形は気が凝縮するよって形作られます。これは「陽気が陰気に引き寄せられて凝縮して形になる」と表現できます。逆に陰気が陽気に引き寄せられてると形が崩壊(拡散)すると考えます。このふたつの考え方が陰陽論の原形(両儀)になります。
気のことを中国医学では形気と呼ぶことがあります。それを表現する外形内気という言葉があります。目に見えている(外)のは形でなんだけれども、目に見えない(内)けれども気の力が働いて、現象(=形)が存在していることを表す言葉です。
これを基本にして中国医学の人体観や診察法がでてきます。たとえば今回述べる人体三分節論の魂魄神、インドにおける地水火風空の五大説の中国医学版である腎(地)肝(水)脾火(火)肺(風)など。臓気・経気・宗気など、気を表す言葉が中国医学にはたくさんありますが、これは別々のものではなく、本来はひとつのものです。

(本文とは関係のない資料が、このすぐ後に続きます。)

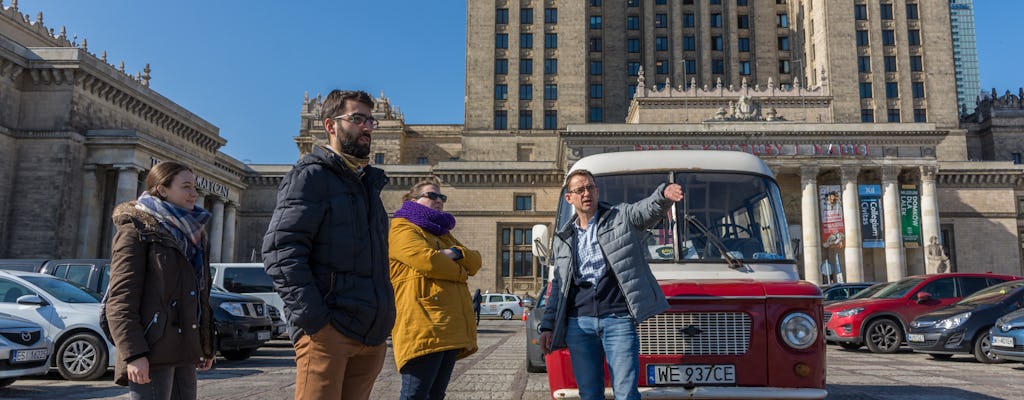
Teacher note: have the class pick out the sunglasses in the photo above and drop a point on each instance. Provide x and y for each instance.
(432, 195)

ひとつの物の一部分を、臓気・経気・宗気等々と名付けただけです。現代中医学はこの気一元の観点を曖昧にしたまま、臓気・経気などと語りますが、これは混乱のもとです。注意が必要です。
現代中医学は気を「物質を構成する基本物質」などと表現したりしますが、これは中国共産党の基本思想であるマルクス主義的唯物論で解釈した定義で、間違いです。あくまでも、形而上的世界・形而下的世界を含めた現象世界の総体を、現象させる力・働きだとイメージしてください。
陰陽や五行は「元素」ではない。人間も器世間の中の存在なので、気を陰陽や五行の観点から分節化して考えていこうとしたのが古代中国医学である。陰陽や五行を「元素」として書いているのは間違い。